Vor Amors Pfeil ist niemand gefeit – doch was tun, wenn man bereits vergeben ist? Ein kurzer Augenblick reicht, um die gesamte Welt eines Menschen auf den Kopf zu stellen. Lisa Azuelos beschäftigt sich damit in ihrem neuen Film, welcher von Momentaufnahmen und Schlüsselszenen lebt.

Pierre (François Cluzet) ist seit 15 Jahren verheiratet und mit seiner Frau in eine Routine verfallen, doch der bodenständige Anwalt und Familienvater fällt aus allen Wolken als er die Schriftstellerin Elsa (Sophie Marceau) kennenlernt, und sein Leben dadurch ins Wanken gerät. Elsa geht es ebenso und verliebt sich Hals über Kopf in den vergebenen Mann, obwohl sie den Vorsatz hatte, nichts mit einem verheirateten Mann anzufangen. Aber Vorsätze werden gebrochen und so treffen die beiden immer wieder zufällig aufeinander, bis es ihnen unmöglich ist die Finger voneinander zu lassen und die Vorstellung mit der jeweils anderen Person zusammen zu sein lässt beide nicht mehr los.

Die Regisseurin Lisa Azuelos versteht ihr Handwerk. Originell werden die Sehnsüchte und Vorstellungen verpackt und auf die Leinwand gebracht. Die Hauptrollen hätte sie nicht besser besetzen können, denn sowohl Sophie Marceau als auch François Cluzet erwecken glaubhafte Figuren zum Leben. Azuelos hat mit Pierre und Elsa zwei Identifikationsfiguren geschaffen, denen man die Geschichte sofort abkauft, da die Chemie zwischen ihnen spürbar wird. Elsa repräsentiert die aufregende und verruchte Verführung, wodurch sie gleichsam Bedrohung für und leidenschaftliche Begierde zur Flucht von seiner routinierten Ehe ist. Die Regisseurin setzt vermehrt auf einprägsame Großaufnahmen, um dem Publikum ihre Gedanken nahe zu bringen und verständlich zu machen, was in den Herzen ihrer Protagonisten vor sich geht und den Bogen von flüchtiger Bekanntschaft hin zu prickelnder Liebe vollzieht.
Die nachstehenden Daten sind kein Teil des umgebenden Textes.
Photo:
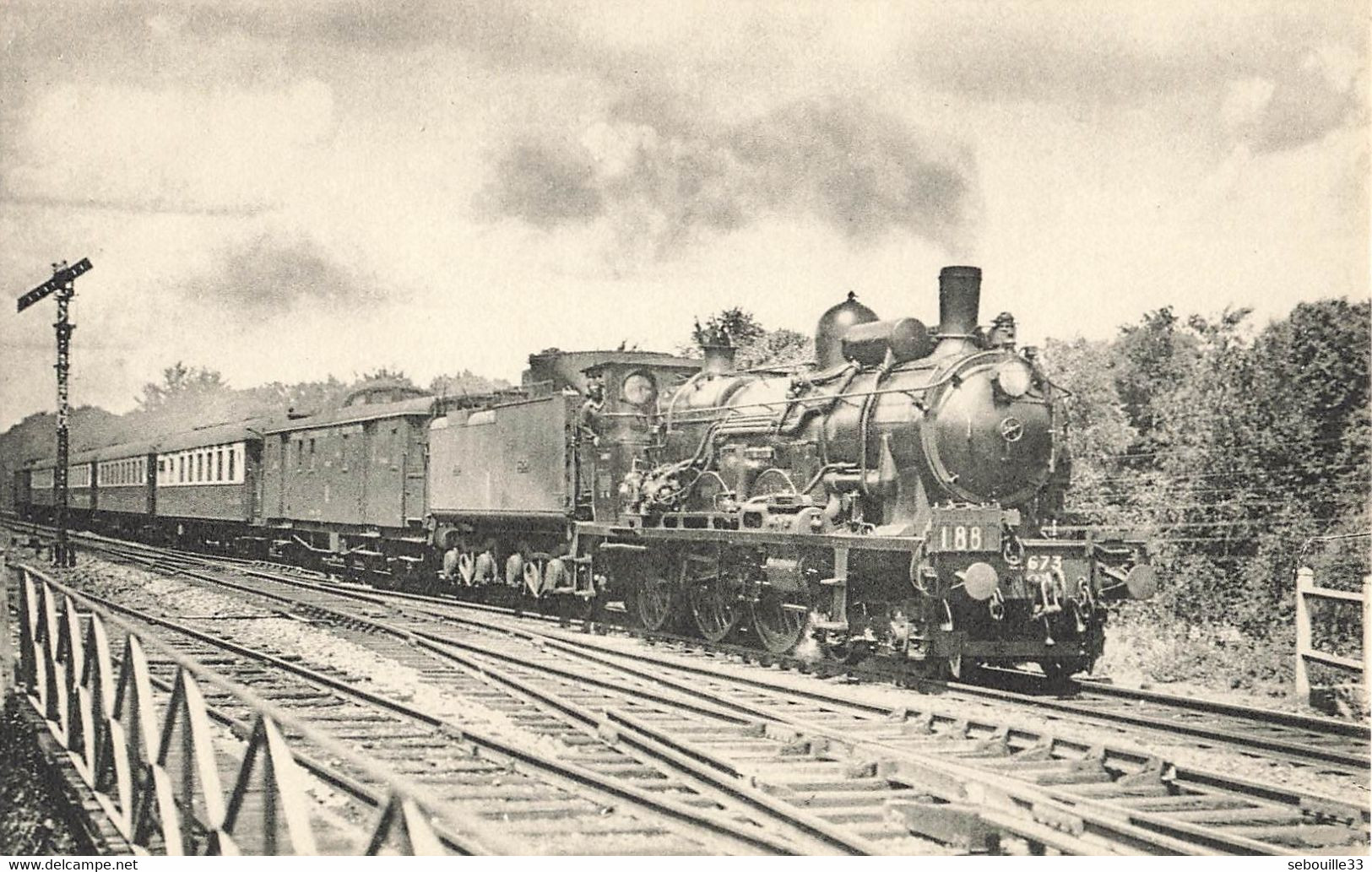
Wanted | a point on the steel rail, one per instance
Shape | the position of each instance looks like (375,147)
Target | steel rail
(571,773)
Cluzet beweist einmal mehr, warum er als einer der besten Schauspieler Frankreichs gilt. Er überzeugt nicht nur durch seinen Charme und sondern meistert auch die Herausforderung einer von ihm noch nie verkörperten Rolle. Hatte er bis Ein Augenblick Liebe nie das Objekt der Begierde zum Besten gegeben, kann er dies nun auch abhaken. Mit Sophie Marceau hatte Lisa Azuelos bereits in LOL (2008) zusammengearbeitet, und wusste somit, was sie von ihr erwarten konnte. Azuelos wagt sich aber auch auf gefährliches Terrain, indem sie nicht nur hinter, sondern auch vor der Kamera agiert und ihre erste schauspielerische Leistung als Pierres Ehefrau Anne zum Besten gibt, wodurch sie die Qualität der Schauspielerriege leider einen Dämpfer verpasst.
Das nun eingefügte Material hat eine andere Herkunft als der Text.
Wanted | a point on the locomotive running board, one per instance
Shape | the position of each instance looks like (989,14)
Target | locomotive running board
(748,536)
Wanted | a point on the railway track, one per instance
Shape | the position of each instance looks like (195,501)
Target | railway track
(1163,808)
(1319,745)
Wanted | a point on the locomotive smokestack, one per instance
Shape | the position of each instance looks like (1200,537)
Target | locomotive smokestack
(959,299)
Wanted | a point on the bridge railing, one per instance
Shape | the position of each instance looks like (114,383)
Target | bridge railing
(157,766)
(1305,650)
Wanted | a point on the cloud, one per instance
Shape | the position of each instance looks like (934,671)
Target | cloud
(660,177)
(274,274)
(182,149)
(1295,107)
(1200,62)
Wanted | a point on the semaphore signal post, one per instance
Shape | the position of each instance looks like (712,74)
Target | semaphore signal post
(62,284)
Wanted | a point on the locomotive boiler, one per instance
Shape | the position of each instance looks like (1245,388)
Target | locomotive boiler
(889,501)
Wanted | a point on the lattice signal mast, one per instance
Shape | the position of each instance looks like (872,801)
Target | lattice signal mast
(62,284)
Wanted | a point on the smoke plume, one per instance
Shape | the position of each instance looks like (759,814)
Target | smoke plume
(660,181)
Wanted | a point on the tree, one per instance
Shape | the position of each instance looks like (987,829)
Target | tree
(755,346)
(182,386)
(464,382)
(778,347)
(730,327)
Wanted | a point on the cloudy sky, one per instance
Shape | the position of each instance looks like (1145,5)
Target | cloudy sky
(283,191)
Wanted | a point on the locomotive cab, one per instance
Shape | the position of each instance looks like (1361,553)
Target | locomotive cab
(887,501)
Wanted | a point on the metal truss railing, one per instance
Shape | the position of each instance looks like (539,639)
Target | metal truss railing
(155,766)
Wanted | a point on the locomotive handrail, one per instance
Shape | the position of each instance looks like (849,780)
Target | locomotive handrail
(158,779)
Ein Augenblick Liebe strotzt zwar nicht vor Einfallsreichtum, verwendet aber bekannte Stilmittel in gelungener Art und Weise. So unterhalten sich Pierre und Elsa gleich zu Beginn anstatt in Schuss-Gegenschuss, wie sonst üblich, zwar auch einander gegenüberstehend, doch wird Pierre’s Gesicht in einem Spiegel neben Elsa gezeigt, und abwechselnd mit Schärfe gearbeitet, um den Fokus auf die sprechende Person zu lenken. Fließende Übergänge von einer Szene zur nächsten werden durch den Einsatz von Match Cuts bewerkstelligt. Weiters arbeitet die Regisseurin auch gerne mit Inserts, um gleichzeitig abspielende Handlungen aufzuzeigen und die Aufmerksamkeit des Publikums zu wahren, und verzaubert mit wunderbaren Lichteffekten das Publikum.
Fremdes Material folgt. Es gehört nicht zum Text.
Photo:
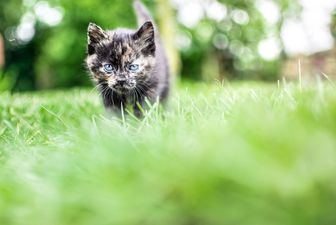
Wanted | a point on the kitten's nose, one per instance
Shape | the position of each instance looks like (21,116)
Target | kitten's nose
(121,81)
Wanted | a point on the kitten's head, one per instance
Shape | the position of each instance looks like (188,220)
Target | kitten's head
(122,59)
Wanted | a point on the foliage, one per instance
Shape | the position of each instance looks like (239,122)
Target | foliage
(233,154)
(218,49)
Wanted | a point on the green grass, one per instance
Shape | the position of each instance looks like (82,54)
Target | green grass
(247,154)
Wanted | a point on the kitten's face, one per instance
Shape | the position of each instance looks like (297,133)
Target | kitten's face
(122,59)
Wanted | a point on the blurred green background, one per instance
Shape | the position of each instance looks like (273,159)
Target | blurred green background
(45,41)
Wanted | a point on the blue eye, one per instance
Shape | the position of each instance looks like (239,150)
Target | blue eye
(133,67)
(108,68)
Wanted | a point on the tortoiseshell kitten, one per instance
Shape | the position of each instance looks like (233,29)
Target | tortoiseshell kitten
(128,66)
Etwas Regen als Stimmungskatalysator sorgt zwischendurch zwar für kitschige Momente – immer wenn es romantisch sein soll wird ein bisschen Wasser verspritzt – dafür lässt jedoch der gelungene Wortwitz den Kitsch schnell wieder vergessen. Beim zweiten Treffen der Hauptfiguren spürt man bereits im musikalischen Unterton die bevorstehende Gefahr, in die sich beide begeben. Azuelos bedient sich der Musik auch dazu, um die Gefühle und Gedanken der Darsteller zu kommentieren und aufzuzeigen. So hören Pierre und Elsa das gleiche Lied, singen dazu, und verdeutlichen durch den Text ihre Gedanken und Gefühle für das Publikum, was bei Elsa zusätzlich durch ihr schriftstellerisches Treiben zu Tage tritt.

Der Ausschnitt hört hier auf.